Today, I am in Las Vegas to deliver a keynote speech to the Chief Learning Officer’s summit. The title of my presentation is “Unlearning 101: Why Unlearning is the Key to Your Future.” The talk can best be summarized with the following analogy:
Imagine reaching the summit of a mountain peak. You are proud of your accomplishment because it feels as though you are literally on the top of the world. Unfortunately, after you catch your breathe and the clouds from the summit clear away, off in the distance you see a mountain peak of even greater height. You immediately know that you must scale that mountain next. One problem is that reaching the new summit will require new skills and new knowledge. In short, it will demand that you undergo a “steep learning curve.”
The more immediate problem, however, is that you must first climb back down into the valley before you can begin ascending the higher mountain.
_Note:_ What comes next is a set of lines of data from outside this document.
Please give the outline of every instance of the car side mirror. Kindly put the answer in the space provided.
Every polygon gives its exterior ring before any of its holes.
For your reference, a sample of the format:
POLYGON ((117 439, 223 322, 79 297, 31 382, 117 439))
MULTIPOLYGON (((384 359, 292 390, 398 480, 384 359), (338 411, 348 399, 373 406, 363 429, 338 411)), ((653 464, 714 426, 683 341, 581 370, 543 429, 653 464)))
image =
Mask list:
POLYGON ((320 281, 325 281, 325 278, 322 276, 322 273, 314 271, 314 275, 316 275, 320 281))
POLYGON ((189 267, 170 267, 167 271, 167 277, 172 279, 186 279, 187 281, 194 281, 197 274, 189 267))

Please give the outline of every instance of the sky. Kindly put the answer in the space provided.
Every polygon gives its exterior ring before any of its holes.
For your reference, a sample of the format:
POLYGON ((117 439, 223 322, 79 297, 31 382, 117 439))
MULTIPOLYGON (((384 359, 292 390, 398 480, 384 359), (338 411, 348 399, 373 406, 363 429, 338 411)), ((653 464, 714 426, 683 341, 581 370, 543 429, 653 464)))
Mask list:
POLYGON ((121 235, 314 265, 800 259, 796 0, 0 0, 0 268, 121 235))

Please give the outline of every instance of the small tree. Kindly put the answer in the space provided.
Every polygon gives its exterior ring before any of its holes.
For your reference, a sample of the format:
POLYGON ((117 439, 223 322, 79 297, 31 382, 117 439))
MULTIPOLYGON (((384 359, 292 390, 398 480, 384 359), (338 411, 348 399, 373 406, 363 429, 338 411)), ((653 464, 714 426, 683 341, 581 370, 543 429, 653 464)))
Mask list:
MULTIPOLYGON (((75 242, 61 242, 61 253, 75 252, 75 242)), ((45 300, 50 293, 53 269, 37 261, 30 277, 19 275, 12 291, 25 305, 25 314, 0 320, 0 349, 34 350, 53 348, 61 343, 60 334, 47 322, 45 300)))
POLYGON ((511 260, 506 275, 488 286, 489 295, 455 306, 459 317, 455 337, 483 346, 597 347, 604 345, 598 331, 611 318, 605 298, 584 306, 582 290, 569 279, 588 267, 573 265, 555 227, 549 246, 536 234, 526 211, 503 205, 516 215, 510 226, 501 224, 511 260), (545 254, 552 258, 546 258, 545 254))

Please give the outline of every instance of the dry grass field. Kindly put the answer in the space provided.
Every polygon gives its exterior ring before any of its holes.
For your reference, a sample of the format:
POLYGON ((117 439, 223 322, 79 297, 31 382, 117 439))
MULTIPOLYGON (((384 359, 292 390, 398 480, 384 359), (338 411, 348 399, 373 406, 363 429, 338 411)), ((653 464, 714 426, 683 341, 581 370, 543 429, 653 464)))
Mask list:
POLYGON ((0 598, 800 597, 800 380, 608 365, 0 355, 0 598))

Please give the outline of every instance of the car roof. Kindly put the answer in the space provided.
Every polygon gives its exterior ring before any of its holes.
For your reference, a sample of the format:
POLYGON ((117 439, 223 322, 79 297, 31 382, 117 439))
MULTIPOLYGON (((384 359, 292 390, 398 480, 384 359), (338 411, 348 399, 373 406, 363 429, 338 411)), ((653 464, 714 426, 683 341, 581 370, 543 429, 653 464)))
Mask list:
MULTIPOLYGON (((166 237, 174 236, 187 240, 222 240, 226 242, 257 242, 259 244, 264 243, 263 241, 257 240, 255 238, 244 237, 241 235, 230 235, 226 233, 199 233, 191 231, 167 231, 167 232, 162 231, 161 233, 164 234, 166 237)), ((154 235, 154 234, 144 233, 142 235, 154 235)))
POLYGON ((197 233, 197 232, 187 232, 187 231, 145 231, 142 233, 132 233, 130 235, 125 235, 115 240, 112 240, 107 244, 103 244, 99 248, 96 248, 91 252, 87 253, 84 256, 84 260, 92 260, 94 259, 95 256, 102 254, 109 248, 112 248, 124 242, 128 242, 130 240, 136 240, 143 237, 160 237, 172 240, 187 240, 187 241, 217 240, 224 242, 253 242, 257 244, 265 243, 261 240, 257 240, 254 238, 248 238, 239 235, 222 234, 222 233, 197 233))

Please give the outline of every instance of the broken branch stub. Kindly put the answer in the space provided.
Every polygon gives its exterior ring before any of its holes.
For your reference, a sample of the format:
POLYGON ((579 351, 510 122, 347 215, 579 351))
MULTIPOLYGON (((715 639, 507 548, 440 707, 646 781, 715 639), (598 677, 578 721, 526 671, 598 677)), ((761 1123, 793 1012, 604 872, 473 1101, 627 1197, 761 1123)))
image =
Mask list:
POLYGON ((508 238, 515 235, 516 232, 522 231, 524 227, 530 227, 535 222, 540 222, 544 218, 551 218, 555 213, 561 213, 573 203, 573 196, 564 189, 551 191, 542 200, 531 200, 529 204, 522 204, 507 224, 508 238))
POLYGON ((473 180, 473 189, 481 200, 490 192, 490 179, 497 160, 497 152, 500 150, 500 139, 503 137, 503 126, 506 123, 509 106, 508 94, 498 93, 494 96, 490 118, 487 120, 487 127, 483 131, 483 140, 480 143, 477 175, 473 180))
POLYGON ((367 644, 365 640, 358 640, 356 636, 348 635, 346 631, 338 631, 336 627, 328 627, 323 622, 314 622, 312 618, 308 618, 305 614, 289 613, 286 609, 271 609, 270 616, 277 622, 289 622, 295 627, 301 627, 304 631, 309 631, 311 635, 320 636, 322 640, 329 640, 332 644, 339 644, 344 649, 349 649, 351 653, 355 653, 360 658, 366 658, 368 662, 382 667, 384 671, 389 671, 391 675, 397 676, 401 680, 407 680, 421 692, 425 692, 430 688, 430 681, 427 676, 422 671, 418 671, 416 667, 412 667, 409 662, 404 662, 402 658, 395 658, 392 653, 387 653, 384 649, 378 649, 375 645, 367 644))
This step—which I call the steep unlearning curve—can actually be more difficult because it often requires you to jettison ideas, assumptions, habits and beliefs which were essential in climbing the first summit but are no longer sufficient for the future demands of the higher summit.
As we race into the future, I am confident that most of us will be able to handle the challenges of climbing ever steeper learning curves, I’m concerned that it is the subtle unlearning curves which will trip up most people and organizations and keep them from reaching their fullest–and highest–potential.